Parliament had experienced shortage of cash crisis that had seen electricity and water recently disconnected.
On Wednesday, MPs expressed their frustration on the floor over the fact that they and other parliamentary staff have not yet been paid.
The lack of funds to facilitate even the most basic of services within parliament elicited angry reactions by members in the August House.
The Parliamentary Service Commission was divided over the issue with is chair Aden Keynan saying treasury was to blame for the mess as it had failed to disburse funds for the different committees.

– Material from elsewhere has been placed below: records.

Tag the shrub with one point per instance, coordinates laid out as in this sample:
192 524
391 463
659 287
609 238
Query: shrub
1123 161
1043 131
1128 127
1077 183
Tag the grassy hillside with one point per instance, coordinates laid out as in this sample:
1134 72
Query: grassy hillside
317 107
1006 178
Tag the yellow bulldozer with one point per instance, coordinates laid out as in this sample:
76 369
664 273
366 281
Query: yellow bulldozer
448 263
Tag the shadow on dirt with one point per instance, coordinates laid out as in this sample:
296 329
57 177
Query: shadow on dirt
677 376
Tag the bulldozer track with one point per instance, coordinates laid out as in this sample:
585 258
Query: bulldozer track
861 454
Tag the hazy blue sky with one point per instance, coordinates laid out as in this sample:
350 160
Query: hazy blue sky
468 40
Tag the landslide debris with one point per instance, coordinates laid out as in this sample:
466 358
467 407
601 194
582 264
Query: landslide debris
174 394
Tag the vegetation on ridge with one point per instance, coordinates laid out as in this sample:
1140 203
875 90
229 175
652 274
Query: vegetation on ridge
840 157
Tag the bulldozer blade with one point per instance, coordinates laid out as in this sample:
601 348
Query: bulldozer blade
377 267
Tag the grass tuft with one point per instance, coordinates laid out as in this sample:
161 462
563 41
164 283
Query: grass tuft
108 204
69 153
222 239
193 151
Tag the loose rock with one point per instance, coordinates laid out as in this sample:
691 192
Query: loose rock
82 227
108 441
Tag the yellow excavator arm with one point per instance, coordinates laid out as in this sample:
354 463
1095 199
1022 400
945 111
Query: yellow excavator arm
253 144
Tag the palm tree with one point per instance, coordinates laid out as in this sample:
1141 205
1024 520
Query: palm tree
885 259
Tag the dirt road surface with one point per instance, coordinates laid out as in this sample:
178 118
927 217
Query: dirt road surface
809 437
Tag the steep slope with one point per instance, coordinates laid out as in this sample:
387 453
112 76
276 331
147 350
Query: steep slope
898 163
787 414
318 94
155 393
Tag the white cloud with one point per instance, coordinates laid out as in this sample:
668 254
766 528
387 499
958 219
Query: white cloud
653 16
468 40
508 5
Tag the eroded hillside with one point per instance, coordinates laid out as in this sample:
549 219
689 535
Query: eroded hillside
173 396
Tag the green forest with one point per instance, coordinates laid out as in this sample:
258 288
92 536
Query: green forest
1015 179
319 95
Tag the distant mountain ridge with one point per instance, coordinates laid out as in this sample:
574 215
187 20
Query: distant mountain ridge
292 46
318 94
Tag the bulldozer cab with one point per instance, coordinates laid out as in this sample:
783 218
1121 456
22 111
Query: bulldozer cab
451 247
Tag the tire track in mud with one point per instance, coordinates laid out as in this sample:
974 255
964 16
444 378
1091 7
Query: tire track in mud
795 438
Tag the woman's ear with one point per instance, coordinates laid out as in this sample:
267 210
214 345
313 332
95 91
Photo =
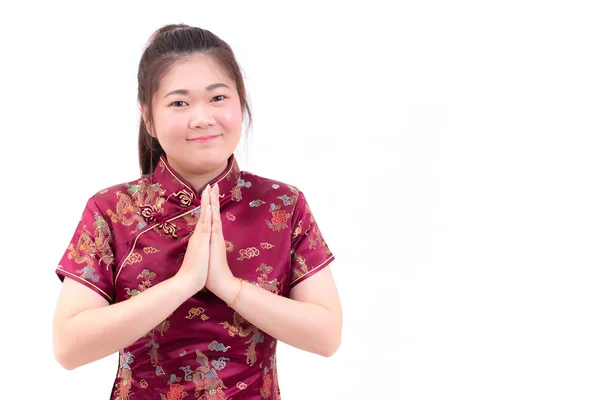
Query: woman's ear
146 119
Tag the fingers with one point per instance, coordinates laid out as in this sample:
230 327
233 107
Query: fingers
204 222
215 210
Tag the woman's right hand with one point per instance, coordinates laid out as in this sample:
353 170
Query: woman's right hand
194 269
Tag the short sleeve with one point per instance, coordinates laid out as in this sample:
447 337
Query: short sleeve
89 258
309 252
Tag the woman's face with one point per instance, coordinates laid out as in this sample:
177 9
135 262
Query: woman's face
197 116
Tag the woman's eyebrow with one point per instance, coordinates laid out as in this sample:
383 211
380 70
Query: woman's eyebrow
186 92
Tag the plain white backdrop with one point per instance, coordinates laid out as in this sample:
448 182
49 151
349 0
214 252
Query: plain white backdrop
449 151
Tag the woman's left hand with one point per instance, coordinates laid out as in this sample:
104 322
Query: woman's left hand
219 274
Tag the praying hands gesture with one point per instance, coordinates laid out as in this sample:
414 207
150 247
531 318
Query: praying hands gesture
205 261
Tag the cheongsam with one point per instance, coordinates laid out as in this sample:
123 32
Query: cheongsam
134 235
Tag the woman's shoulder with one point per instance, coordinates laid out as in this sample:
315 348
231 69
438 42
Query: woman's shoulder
108 197
268 187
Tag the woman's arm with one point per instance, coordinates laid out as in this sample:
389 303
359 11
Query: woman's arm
86 328
311 319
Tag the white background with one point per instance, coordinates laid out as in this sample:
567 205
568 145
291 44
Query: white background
449 151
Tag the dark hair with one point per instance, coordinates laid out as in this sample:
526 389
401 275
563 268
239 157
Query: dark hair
167 46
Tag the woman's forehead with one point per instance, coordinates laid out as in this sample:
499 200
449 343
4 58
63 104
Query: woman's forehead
199 70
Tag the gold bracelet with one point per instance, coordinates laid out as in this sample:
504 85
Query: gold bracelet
238 295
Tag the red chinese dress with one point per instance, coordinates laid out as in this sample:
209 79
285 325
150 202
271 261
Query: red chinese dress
134 235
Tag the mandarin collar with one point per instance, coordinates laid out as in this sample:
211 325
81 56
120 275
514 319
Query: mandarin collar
180 194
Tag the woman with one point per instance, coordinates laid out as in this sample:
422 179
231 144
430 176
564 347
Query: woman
194 271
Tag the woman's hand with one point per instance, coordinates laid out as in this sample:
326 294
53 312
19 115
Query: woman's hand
219 273
194 270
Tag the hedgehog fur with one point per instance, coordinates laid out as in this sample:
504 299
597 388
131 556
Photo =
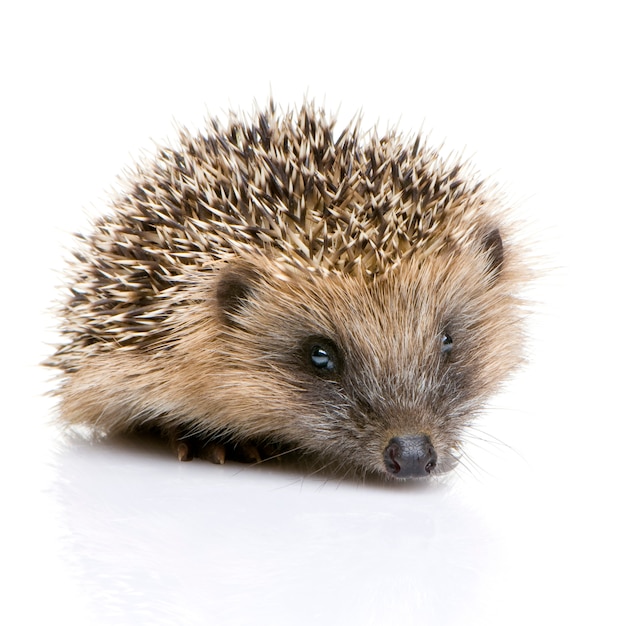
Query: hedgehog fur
271 283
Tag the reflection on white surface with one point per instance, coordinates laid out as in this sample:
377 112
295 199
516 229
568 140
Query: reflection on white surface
155 540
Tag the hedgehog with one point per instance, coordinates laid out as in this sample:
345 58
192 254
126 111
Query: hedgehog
274 285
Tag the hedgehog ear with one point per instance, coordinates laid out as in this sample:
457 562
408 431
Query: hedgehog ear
494 249
235 286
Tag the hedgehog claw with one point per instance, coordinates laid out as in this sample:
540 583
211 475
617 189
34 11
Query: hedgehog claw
183 452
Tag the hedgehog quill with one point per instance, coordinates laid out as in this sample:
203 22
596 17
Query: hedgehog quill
273 283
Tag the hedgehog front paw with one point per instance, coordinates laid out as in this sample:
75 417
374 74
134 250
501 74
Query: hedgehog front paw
189 447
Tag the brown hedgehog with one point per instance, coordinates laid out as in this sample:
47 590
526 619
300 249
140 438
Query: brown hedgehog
271 284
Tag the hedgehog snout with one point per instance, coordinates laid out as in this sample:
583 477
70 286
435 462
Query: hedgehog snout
410 457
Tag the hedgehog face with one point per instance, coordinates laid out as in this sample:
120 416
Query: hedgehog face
382 375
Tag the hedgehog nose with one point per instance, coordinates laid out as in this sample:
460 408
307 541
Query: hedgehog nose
410 457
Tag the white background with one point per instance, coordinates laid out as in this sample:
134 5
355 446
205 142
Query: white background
532 531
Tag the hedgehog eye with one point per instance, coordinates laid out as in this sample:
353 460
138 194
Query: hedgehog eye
322 355
446 343
322 359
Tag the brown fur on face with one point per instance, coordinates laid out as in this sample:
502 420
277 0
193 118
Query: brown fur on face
207 319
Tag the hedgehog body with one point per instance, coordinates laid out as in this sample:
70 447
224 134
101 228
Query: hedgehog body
273 281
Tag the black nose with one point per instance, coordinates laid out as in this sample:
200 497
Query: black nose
410 457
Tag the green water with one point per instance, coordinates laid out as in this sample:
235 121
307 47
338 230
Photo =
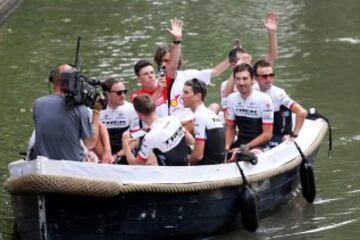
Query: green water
319 52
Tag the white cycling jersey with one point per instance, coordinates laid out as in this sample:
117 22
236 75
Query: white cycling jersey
117 121
209 128
177 108
250 114
166 137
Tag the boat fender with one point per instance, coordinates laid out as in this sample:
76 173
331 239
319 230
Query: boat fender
307 178
249 210
313 115
248 204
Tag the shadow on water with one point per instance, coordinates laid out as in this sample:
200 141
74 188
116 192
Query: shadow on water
318 55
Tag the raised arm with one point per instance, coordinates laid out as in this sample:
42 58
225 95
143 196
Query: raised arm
271 27
176 33
220 68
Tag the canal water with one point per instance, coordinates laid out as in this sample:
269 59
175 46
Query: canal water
319 53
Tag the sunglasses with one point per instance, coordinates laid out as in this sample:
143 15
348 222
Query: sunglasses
271 75
120 92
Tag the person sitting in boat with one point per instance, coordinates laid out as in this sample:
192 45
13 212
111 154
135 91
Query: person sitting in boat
251 111
118 117
284 106
239 55
209 132
163 57
167 138
59 126
145 74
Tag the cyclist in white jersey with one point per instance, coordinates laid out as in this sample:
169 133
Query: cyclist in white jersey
283 104
167 139
249 110
118 116
162 57
209 132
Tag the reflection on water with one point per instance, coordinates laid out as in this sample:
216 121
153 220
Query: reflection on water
318 57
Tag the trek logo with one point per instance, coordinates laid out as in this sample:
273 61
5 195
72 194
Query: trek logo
179 133
115 123
246 111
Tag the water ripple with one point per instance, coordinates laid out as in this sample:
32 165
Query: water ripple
316 230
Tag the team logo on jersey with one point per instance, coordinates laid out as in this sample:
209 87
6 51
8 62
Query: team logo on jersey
175 101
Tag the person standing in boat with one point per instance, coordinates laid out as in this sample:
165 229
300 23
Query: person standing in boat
145 74
238 55
251 111
209 132
284 106
163 57
118 117
60 126
167 138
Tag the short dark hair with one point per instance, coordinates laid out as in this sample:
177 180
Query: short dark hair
140 65
161 51
144 104
233 54
197 86
243 67
110 81
260 63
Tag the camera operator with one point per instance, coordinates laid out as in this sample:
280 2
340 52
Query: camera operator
60 125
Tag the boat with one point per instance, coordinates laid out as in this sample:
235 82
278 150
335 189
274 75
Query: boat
76 200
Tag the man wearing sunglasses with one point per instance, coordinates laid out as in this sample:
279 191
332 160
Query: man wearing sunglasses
118 117
283 104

It was on the floor of the house that Members of parliament let out their pent up frustrations.
“I could not even go to toilet because the toilet was closed there was no water,” said Kiminini MP Chris Wamalwa.
“Power was disconnected from Friday to Monday, this it has never happened. Power was reconnected in Parliament buildings but only after the intervention of head of Public Service Joseph Kinyua,” said keynan.
“Should we sit in this chamber to talk about power? Why would we wait for a bill of Ksh10million before paying?” posed Runyenjes MP Cecily Mbaarire.
“There is no money and there is nothing committee members can do,” stated Keynan.
“Don’t tell us you have no money you have been receiving money. What are you telling us?” retorted Mbaarire.
The members also alleged that workers in parliament have gone months without pay.
“Workers haven’t been paid for nine months, how is that person to survive, pay rent?” said Nyaribari Chache MP Richard Tongi.
“We use structures like budget and finance committees because it means there is problem with cash flow,’ noted Suba MP John Mbadi. “We need to understand why the government is taking too much overdraft from the Central bank of Kenya.”